Unacceptable Losses   Treatment on Demand : 123 4 567   The Failure of America's Drug War

 

   
    Brianne : Omaha, Nebraska    
    Brianne is a resident at St. Monica's halfway house in Omaha, Nebraska.    
   

Q: How did you get to St. Monica’s?

Well, I was living with my boyfriend and he was indicted and I was there and they found some drugs. And I think they wanted me to testify or something, but I couldn’t really help them out. So they gave me attempted possession of meth and they had me get and evaluation and I was pretty honest and so they thought I needed rehab. And I was ready to quit, I was just tired of it. But I couldn’t really get out of it on my own. That’s what it took for me to stop… so… I agreed to come here.

 

Q: So now, how did your drug use start?

Alcohol. I am an alcoholic. But I would do about anything really that was available. It started, I was drinking, when I was really young. I would just take drinks of my parents’ alcohol and stuff. I just rebelled really bad. I think it was part of my rebellion. I have really figured out why. But…


Q: How old were you when you first started drinking?

Probably six or seven…

 

Q: Are you from Omaha?

No, I am from Beatrice.

 

Q: How far away is that from Omaha?

About 100-some miles, about two and a half hours south. Toward Kansas, like south. Straight south.

 

Q: How did your drug use progress as you were growing up?

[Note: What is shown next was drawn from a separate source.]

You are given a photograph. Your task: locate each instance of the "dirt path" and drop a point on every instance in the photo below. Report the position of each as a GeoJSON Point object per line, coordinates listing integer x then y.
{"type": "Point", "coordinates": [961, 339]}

I think it was just that my parents drank, and… that was how they had a good time. And… I liked the taste of beer. I had an aunt that smoked a lot of pot. And she gave me contact highs when I was a baby, I guess. So I don’t know. I just associated that with rebellion. And I just rebelled. I don’t know what the attraction was. It was feeling different than how I felt I guess... I haven’t really figured all that out yet.

 

Q: When did you first become a resident here?

May 10 th. I came straight here from… that…

 

Q: Had you been in trouble with the law before?

Yeah. Umm… Like driving under suspension, possession of paraphernalia. I was in jail for a week in Missouri for paraphernalia… yeah. When I was a juvenile I got into a lot of trouble. I was on probation. So I have been in rehab- this is my third or fourth time.

 

Q: When you were picked up by the system in the past- did that result in a rehab program? Or did you go on your own?

Oh no, it was always either my parents or the courts sent me. This time I could have gone to jail instead, but I was really ready to quit. The other times I wasn’t.

 

Q: Why are you ready to quit now?

Because, from my experience with rehab before and stuff like that, I just, I think it just started to make sense that there was no way I could do it on my own- just quit- being in the middle of it, on my own. And I was tired of it, that relationship that I had been in. The things I had been doing. I was a slave to my addiction. I basically didn’t like myself, what I was doing and where I was at. I think I just hit a bottom. Hopefully it was my bottom. I never want to go back. And I know if I use drugs or drink I will go back, it will get worse.

This program has worked for a lot of people, people with lower bottoms than me. And, so, I want that.

 

[Note: A “contact high” refers to becoming intoxicated from the fumes of another person’s drug use.]